Un scénario inédit de Bergman tourné par sa grande rivale

La réalisatrice Suzanne Osten va tourner un scénario inédit du cinéaste suédois, “Soixante-quatre minutes avec Rebecca”. L'histoire d'une enseignante en quête d'une relation sexuelle violente… A découvrir pour le centième anniversaire de la naissance du cinéaste, en juillet 2018.

Par Frédéric Strauss

Publié le 22 novembre 2016 à 17h45

Mis à jour le 08 décembre 2020 à 03h17

69 année érotique de Gainsbourg et Birkin en fond sonore, nous voici dans un club échangiste où une jeune femme, professeur pour des sourds-muets et enceinte depuis peu, cherche un homme avec qui elle pourrait avoir une relation sexuelle violente… Et ce n'est qu'un exemple des surprises que semble réserver le scénario de Soixante-quatre minutes avec Rebecca, dont la plus belle est le nom de l'auteur : Ingmar Bergman. Dans le sillage des révolutions de 1968, le réalisateur suédois imagina un portrait de femme avide d'expériences nouvelles, libératrices, extrêmes. Ces aventures de Rebecca devaient trouver leur place dans un film collectif impliquant rien moins que Fellini et Kurosawa, mais le projet termina dans un tiroir. Où la Fondation Bergman, en charge des archives du cinéaste, l'a finalement retrouvé.
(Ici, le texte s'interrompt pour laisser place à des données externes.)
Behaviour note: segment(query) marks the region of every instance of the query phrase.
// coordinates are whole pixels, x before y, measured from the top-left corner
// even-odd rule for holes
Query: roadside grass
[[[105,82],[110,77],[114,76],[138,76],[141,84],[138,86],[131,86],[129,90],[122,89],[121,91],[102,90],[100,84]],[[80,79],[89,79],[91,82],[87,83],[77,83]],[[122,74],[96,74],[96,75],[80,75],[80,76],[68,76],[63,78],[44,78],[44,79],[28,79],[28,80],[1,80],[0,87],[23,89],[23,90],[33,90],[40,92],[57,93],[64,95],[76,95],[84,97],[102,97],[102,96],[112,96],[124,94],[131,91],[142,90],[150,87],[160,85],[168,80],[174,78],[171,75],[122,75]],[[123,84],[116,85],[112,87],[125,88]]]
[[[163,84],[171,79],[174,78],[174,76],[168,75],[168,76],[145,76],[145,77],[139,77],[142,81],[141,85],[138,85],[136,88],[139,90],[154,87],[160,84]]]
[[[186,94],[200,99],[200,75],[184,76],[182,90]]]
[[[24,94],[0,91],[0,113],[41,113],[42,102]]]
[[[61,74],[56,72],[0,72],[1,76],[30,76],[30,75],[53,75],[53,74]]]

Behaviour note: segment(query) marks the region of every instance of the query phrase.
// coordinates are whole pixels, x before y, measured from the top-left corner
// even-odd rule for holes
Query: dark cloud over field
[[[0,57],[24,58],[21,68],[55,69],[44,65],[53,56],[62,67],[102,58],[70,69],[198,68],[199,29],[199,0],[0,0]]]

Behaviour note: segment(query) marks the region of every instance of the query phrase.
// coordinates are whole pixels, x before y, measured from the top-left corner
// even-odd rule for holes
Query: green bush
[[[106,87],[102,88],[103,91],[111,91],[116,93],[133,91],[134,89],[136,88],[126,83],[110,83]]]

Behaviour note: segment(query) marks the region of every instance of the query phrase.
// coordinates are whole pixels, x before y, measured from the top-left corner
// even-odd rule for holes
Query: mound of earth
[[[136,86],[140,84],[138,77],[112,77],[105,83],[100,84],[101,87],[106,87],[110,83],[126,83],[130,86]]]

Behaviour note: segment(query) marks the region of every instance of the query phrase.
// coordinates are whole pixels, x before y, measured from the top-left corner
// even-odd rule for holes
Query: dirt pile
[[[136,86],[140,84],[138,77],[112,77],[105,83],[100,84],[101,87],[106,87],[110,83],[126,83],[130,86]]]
“Il a toujours eu des femmes fortes dans les films de Bergman mais là, il va plus loin encore”, Suzanne Osten

La découverte de ce scénario inédit peut être comparée à celle « d'un manuscrit d'Hemingway jamais publié ou d'un tableau inconnu de Picasso », a déclaré au quotidien Dagens Nyheter Jan Holmberg, le directeur de la Fondation. « A la fin des années 60, Bergman était à son sommet, il n'y a pas d'autre œuvre inédite datant de cette période, c'est une totale nouveauté ». La stupéfaction de tous les admirateurs du maître a laissé place à la stupeur quand fut révélé le nom de celle qui allait s'emparer de Soixante-quatre minutes avec Rebecca pour en faire une pièce radiophonique puis un film : Suzanne Osten, ennemie déclarée de Bergman, qu'elle a longtemps accusé d'utiliser son pouvoir pour barrer la route à d'autres artistes, à commencer par elle. Mais cette femme de 72 ans, auteure de pièces de théâtre et de films reflétant son engagement féministe, s'est passionnée pour ce scénario inédit qui révèle justement, dit-elle, un Bergman totalement féministe : « Il a toujours eu des femmes fortes dans ses films mais là, il va plus loin encore ».
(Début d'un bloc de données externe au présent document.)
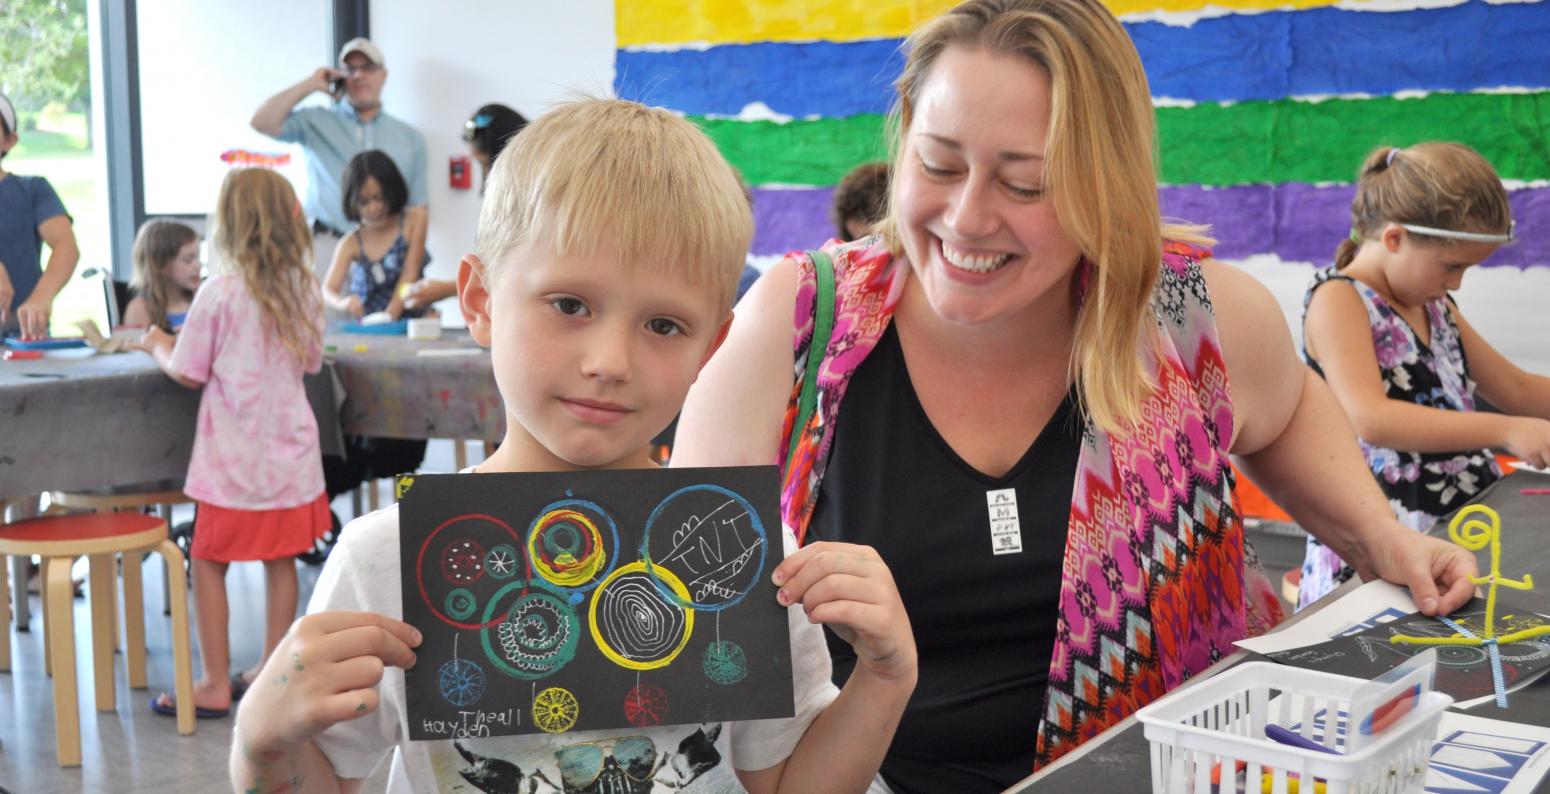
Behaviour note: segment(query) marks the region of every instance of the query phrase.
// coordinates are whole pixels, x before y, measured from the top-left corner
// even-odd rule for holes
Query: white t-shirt
[[[786,553],[795,551],[789,529],[784,539]],[[351,521],[318,577],[307,612],[358,610],[402,619],[398,541],[397,505]],[[791,719],[411,742],[404,671],[390,667],[379,685],[381,707],[334,725],[315,742],[335,773],[346,778],[368,777],[396,750],[388,780],[388,791],[394,794],[742,791],[733,767],[767,769],[785,760],[807,726],[839,694],[830,680],[823,629],[807,621],[800,605],[788,608],[787,618],[796,694],[796,716]],[[572,746],[577,750],[567,756],[567,782],[556,753]],[[596,776],[589,779],[594,770]]]

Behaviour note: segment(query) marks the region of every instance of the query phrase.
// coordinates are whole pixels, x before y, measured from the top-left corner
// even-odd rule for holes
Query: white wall
[[[613,2],[373,0],[371,34],[388,66],[383,108],[425,135],[427,272],[451,278],[479,220],[478,167],[472,190],[447,184],[447,158],[468,153],[463,122],[489,102],[533,119],[568,94],[612,94]]]

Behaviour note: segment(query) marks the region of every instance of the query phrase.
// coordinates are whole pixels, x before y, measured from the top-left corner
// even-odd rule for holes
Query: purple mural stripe
[[[816,248],[836,233],[829,220],[834,188],[753,190],[753,250],[768,256]]]
[[[1208,223],[1221,259],[1276,254],[1288,262],[1324,264],[1350,233],[1351,185],[1201,187],[1158,191],[1166,218]],[[835,234],[829,220],[833,188],[755,188],[754,254],[768,256],[822,245]],[[1550,188],[1509,191],[1523,239],[1486,260],[1486,267],[1550,266]]]
[[[1196,185],[1159,191],[1163,216],[1208,223],[1216,237],[1216,255],[1242,259],[1276,254],[1294,262],[1329,262],[1351,230],[1351,185],[1315,186],[1297,182],[1210,188]],[[1520,232],[1550,228],[1550,189],[1508,193]],[[1530,234],[1485,261],[1487,267],[1550,265],[1550,235]]]

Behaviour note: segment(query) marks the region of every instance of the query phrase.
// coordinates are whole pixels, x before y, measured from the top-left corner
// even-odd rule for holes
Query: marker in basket
[[[1302,734],[1296,731],[1288,730],[1274,723],[1265,726],[1265,738],[1288,747],[1301,747],[1304,750],[1316,750],[1321,753],[1329,753],[1330,755],[1340,755],[1340,751],[1333,747],[1325,747],[1312,739],[1304,738]]]
[[[1550,494],[1550,488],[1524,488],[1518,493],[1524,496],[1544,496],[1545,494]]]

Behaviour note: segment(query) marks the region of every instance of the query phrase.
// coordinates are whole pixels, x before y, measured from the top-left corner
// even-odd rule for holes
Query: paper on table
[[[1415,602],[1403,588],[1383,581],[1368,582],[1291,626],[1239,640],[1238,647],[1266,655],[1305,648],[1398,620],[1414,611]]]
[[[95,320],[80,320],[75,327],[81,329],[81,336],[86,337],[86,344],[91,345],[98,353],[123,353],[133,350],[135,342],[145,335],[141,328],[121,328],[113,332],[112,336],[103,336],[102,329],[97,327]]]
[[[1550,469],[1530,465],[1527,461],[1515,460],[1512,467],[1518,471],[1530,471],[1535,474],[1550,474]]]

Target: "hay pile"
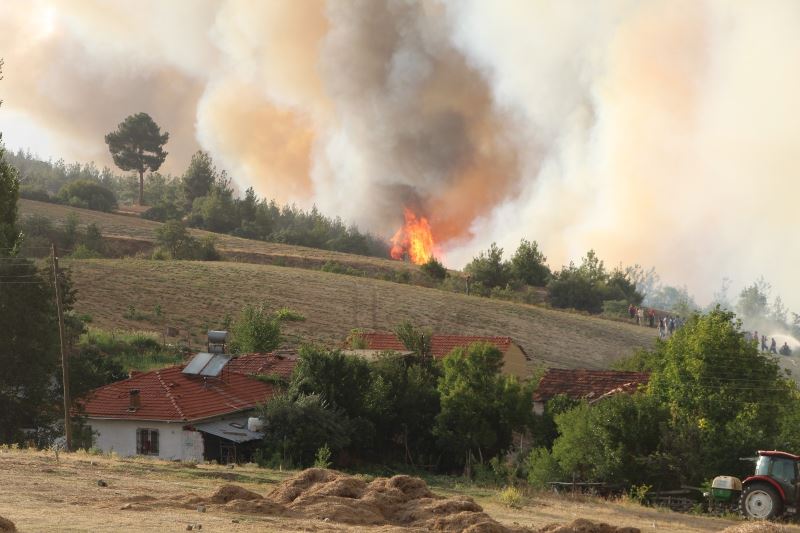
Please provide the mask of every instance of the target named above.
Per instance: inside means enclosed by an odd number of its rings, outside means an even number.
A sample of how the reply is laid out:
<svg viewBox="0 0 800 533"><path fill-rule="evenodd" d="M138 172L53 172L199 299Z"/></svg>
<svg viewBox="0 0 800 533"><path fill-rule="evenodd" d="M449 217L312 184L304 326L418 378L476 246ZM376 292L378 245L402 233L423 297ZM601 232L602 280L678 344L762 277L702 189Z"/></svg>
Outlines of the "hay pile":
<svg viewBox="0 0 800 533"><path fill-rule="evenodd" d="M135 500L143 503L142 499ZM208 506L209 509L235 513L318 519L352 526L406 528L419 532L534 533L533 529L497 522L468 496L436 496L419 478L394 476L368 483L360 477L321 468L298 473L280 483L266 497L236 485L223 485L208 497L189 494L152 505L203 507L204 510ZM576 520L570 525L553 525L540 531L638 533L639 530Z"/></svg>
<svg viewBox="0 0 800 533"><path fill-rule="evenodd" d="M0 516L0 531L12 532L12 531L16 531L16 530L17 530L17 526L14 525L14 522L9 520L8 518L4 518L4 517Z"/></svg>
<svg viewBox="0 0 800 533"><path fill-rule="evenodd" d="M788 533L789 530L772 522L745 522L726 527L721 533Z"/></svg>
<svg viewBox="0 0 800 533"><path fill-rule="evenodd" d="M640 533L636 527L616 527L603 522L592 522L578 518L571 524L552 524L539 530L539 533Z"/></svg>
<svg viewBox="0 0 800 533"><path fill-rule="evenodd" d="M278 485L268 498L294 515L352 525L395 525L428 531L523 532L483 512L472 498L441 498L410 476L370 483L333 470L311 468Z"/></svg>

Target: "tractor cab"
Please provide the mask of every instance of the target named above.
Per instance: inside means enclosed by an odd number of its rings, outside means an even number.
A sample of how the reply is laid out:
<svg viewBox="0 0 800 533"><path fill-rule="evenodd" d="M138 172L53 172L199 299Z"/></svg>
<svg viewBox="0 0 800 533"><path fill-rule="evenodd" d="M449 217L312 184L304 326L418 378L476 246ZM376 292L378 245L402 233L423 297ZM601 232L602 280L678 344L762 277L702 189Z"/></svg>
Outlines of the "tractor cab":
<svg viewBox="0 0 800 533"><path fill-rule="evenodd" d="M768 520L797 512L800 456L759 451L755 473L742 481L739 508L747 518Z"/></svg>

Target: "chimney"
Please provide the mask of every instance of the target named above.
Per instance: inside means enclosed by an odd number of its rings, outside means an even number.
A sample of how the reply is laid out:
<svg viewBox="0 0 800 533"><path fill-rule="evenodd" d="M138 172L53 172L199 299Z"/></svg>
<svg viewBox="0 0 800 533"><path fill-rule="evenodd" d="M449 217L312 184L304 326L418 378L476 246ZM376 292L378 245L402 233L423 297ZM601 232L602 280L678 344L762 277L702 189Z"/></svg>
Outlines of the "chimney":
<svg viewBox="0 0 800 533"><path fill-rule="evenodd" d="M130 403L128 404L128 411L136 411L139 407L142 406L142 400L139 397L139 389L131 389L128 391L130 397Z"/></svg>
<svg viewBox="0 0 800 533"><path fill-rule="evenodd" d="M128 379L130 379L130 378L133 378L133 377L136 377L136 376L138 376L139 374L141 374L141 372L140 372L140 371L138 371L138 370L130 370L130 371L128 372Z"/></svg>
Soixante-quatre minutes avec Rebecca sera prêt pour fêter le centième anniversaire de la naissance du cinéaste, le 14 juillet 2018. Un biopic racontant sa vie pourrait également prendre forme d'ici là et les célébrations de toutes sortes se multiplieront dès 2017. Dans ce concert d'hommages, le film de Suzanne Osten promet déjà d'être un choc intéressant, à travers le clash de deux forts tempéraments. Si elle garde pour l'instant secrètes toutes ses intentions visuelles, la réalisatrice se réjouit de passer bientôt derrière la caméra sans avoir à demander son autorisation à Bergman : « Il ne m'aurait jamais laissé faire, il se serait battu avec moi ! Il aurait dit : “quelle honte, comment cette sacrée salope pourrait-elle faire ça ?” ».